Devlog #29 — 60 FPS on Every Device: Performance Engineering for Browser Simulations

Platform Numbers, Q4 2027

345+

Simulations live

80+

Wave 10 Content

This devlog closes Wave 10, which shipped two deep-dive posts alongside this one:

Post	Topic	Date
🔥 Spotlight #20	Thermodynamics & Heat Transfer	Nov 2027
🧮 Learning #19	Algorithms & Computational Complexity	Nov 2027
⚙️ Devlog #29	60 FPS on Every Device (this post)	Dec 2027

The Problem: Frame Budget Reality

A browser simulation runs inside requestAnimationFrame, which fires at 60 Hz on most displays — giving you exactly 16.67 ms per frame. Each frame must handle physics, collision detection, and rendering. On a modern desktop with a dedicated GPU, this budget is comfortable. On a 2019-era mid-range phone, it is tight. On a low-end budget device with a slow JavaScript engine, it is a constraint that punishes any algorithmic waste.

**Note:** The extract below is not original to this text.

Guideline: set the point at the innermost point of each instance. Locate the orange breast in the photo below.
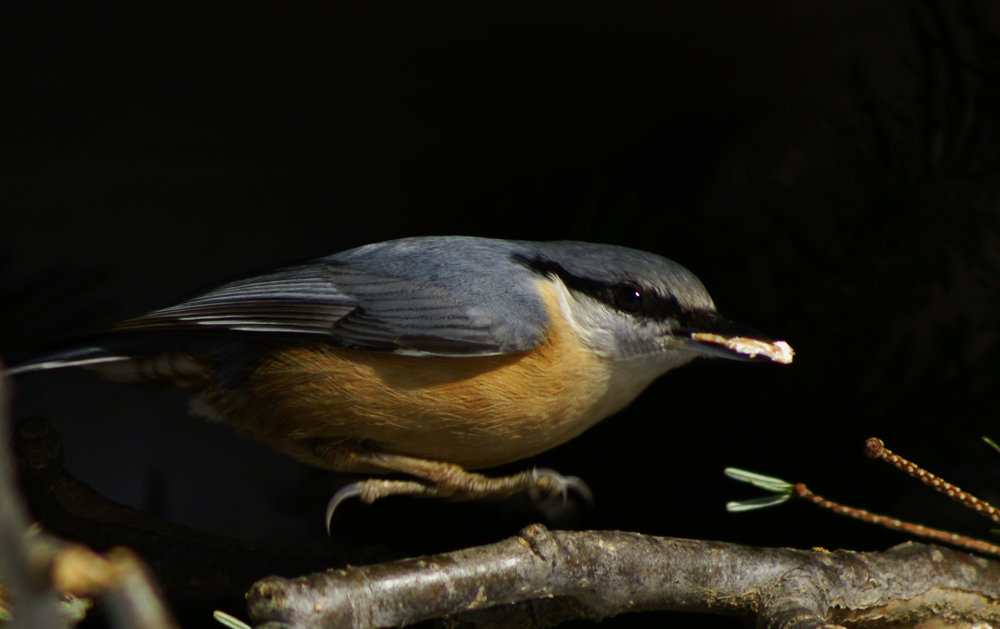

Before the Q4 2027 optimisation sprint, 47 of our simulations dropped below 55 FPS on our reference low-end device (Snapdragon 695, 4 GB RAM, Chrome 119). After the sprint, all 345 hit at least 59 FPS at their default particle counts, with automatic down-scaling for slower devices.

Technique 1: Fixed Timestep with Interpolation

The variable-dt trap

Most simulation tutorials integrate physics with the actual frame delta: position += velocity * dt. This seems sensible — if the last frame took 33 ms instead of 16 ms, the physics advances 33 ms worth of motion, keeping the simulation "real-time." But variable dt breaks determinism, causes energy drift in symplectic integrators, and makes collision detection miss fast-moving objects (tunnelling).

Fixed Timestep Game Loop Pattern

const FIXED_DT = 1 / 60;   // 16.67 ms physics step

let accumulator = 0;
let prevTime = performance.now();

function loop(now) {
  const frameTime = Math.min((now - prevTime) / 1000, 0.25);
  prevTime = now;
  accumulator += frameTime;

  while (accumulator >= FIXED_DT) {
    physicsStep(FIXED_DT);   // deterministic, bounded
    accumulator -= FIXED_DT;
  }

  const alpha = accumulator / FIXED_DT;  // interpolation factor
  render(alpha);             // interpolate between prev/curr state
  requestAnimationFrame(loop);
}

Benefits of fixed dt:
  - Deterministic replay (same input → same output)
  - Stable energy conservation (symplectic Euler, Verlet)
  - Safe CCD: tunnel check per FIXED_DT interval
  - Bounded physics budget even on slow frames (max 0.25s cap)

Cost:
  - State must be stored twice (prev + curr) for interpolation
  - Extra memory: 2× particle arrays ≈ negligible at typical n

The 0.25s cap on frameTime is critical: if the tab is backgrounded or the device is overloaded, we do not let the accumulator explode into a "spiral of death" that queues hundreds of physics steps and freezes the page.

Technique 2: Spatial Hash for Particle Collision

From O(n²) to O(n)

Naïve collision detection checks every particle against every other particle: O(n²). At 500 particles that is 125,000 checks per step; at 5,000 particles it is 12.5 million. The standard fix is the spatial hash: divide space into a grid of cells, assign each particle to its cell, then only check particles in the same or adjacent cells.

Spatial Hash — Construction & Query

Cell size: choose ≈ 2r (particle diameter) for dense packing

Hash function:
  cellX = Math.floor(px / cellSize)
  cellY = Math.floor(py / cellSize)
  hash  = ((cellX * 73856093) ^ (cellY * 19349663)) % tableSize

Build phase (each frame):
  O(n): iterate all particles, insert into hash table
  Use flat Uint32Array (avoid GC pressure from object maps)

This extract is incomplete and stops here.